Roma:«I negozi-fantasma ci rubano 400 miliardi»

18/04/2001

Corriere della Sera
«I negozi-fantasma ci rubano 400 miliardi»

I commercianti a Mosino: fermi la piaga degli ambulanti. Il commissario: tocca alle forze dell’ordine

      Esasperati dagli ambulanti, stanchi di una concorrenza sleale. Così i commercianti di via del Corso hanno deciso di passare al contrattacco: invece di vendere la loro merce regolarmente nei negozi, vogliono anch’essi piazzare dei banchetti sul marciapiede. «Siamo più che decisi – afferma Daniele Bentura, due negozi di abbigliamento ed accessori fra piazza Colonna e piazza Venezia – Perchè negli ultimi tempi i tavolini degli ambulanti si sono moltiplicati a dismisura. Ormai siamo circondati da persone che vendono sciarpe, collane, occhiali simili ai nostri ed a prezzi «quasi» normali. Solo che noi dobbiamo pagare anche 5 commesse regolarmente iscritte, l’affitto e le tasse». Insomma, gli abusivi mettono a rischio non solo il fatturato dei negozi, ma anche centinaia di posti di lavoro regolari. «Fino a poco tempo fa questi ambulanti non c’erano – prosegue Bentura – l’anno scorso ne è arrivato uno, adesso sono in quattro. Ma c’è qualcuno che ha dato queste licenze? Se le cose non cambiano e presto, uno di questi giorni i tavolini sul marciapiede li mettiamo noi direttamente».
      Delibere, denunce, piani dell’ambulantato, ordinanze, promesse di regole, interventi sul decoro urbano… È stato un susseguirsi di parole e di scritti. Fatti? Zero, sostengono i negozianti. La piaga dei venditori ambulanti – abusivi, oppure dotati di una licenza per muoversi in continuazione – negli ultimi tempi è triplicata. Banchetti e tavolini hanno fatto la loro apparizione, oltre che lungo il Corso, in via dei Cestari all’angolo con via della Pigna, nella splendida e appena restaurata piazza della Minerva, per proseguire indisturbati lungo l’asse pedonale fra Fontana di Trevi e il Pantheon, in via dei Pastini e via della Maddalena, in via dei Giubbonari e perfino in piazza Benedetto Cairoli.
      «L’abusivismo è dilagante – ribadisce Roberto Polidori, presidente di Federabbigliamento – Un mese fa abbiamo inviato una lettera al commissario straordinario Enzo Mosino, siamo ancora in attesa di risposta. Questo delle merci contraffatte è un giro di affari da 4.000 miliardi l’anno in Italia, dei quali oltre 400 a Roma. Soldi sottratti al commercio regolare. Ma è solo la punta dell’iceberg: se non si colpiscono le centrali il fenomeno continuerà a proliferare». E aggiunge: «Oggi chiediamo a Mosino, e domani al nuovo sindaco, di affrontare il problema nella sua vastità e drammaticità: è una questione di decoro urbano, ma è anche di rilevante importanza economica».

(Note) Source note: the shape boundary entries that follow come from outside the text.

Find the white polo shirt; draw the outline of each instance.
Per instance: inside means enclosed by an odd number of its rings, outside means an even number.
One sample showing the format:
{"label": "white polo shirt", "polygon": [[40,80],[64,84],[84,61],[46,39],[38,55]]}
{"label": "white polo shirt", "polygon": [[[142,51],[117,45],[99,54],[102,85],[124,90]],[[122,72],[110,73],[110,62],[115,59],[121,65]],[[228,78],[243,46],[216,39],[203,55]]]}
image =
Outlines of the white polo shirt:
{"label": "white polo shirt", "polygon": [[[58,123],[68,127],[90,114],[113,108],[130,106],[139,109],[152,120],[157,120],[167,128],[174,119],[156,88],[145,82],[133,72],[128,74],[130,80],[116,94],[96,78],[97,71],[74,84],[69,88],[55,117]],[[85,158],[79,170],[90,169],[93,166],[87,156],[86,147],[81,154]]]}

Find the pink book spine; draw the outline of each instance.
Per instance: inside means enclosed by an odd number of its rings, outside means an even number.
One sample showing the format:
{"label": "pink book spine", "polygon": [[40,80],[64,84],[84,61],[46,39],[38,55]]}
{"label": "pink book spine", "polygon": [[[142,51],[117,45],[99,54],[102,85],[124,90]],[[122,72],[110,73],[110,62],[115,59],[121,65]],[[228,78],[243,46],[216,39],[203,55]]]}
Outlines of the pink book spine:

      A chi chiede se non siano state concesse nuove licenze agli ambulanti, risponde Letizia Cicconi, dei Ds, vicepresidente della Commissione commercio della I circoscrizione: «Ma non scherziamo, è solo un problema di controllo e di repressione. Sull’abusivismo si chiudono troppi occhi. Ho fatto un piccolo giro: in via Nazionale ho contato 11 bancarelle che non ci dovrebbero essere. E perfino alcune soste regolari sono pericolose, come in piazza Vittorio all’uscita della metropolitana. Sono io stessa furibonda, perchè il fenomeno è in crescita».
      Il commissario straordinario Enzo Mosino ripete che la lotta agli ambulanti non in regola «è nei compiti d’istituto delle forze dell’ordine». E aggiunge: «Bisogna intervenire in modo costante, se è necessario me ne tornerò ad occupare». Un’ordinanza dell’ottobre 1999 ribadisce infatti che «è vietato l’esercizio del commercio svolto in forma itinerante nelle strade del Tridente, in via del Corso, largo Cairoli…». Quanto ai controlli, «ne facciamo migliaia e tante contravvenzioni da due milioni minimo ogni giorno – afferma il comandante dei vigili del I gruppo, Giovanni Catanzaro – A volte sequestriamo anche la merce. Ma è tutto inutile: è gente senza fissa dimora, trovare la loro abitazione è impossibile, le multe le collezioniamo e basta. Bisogna rimettere a punto un piano generale per l’ambulantato nel centro storico».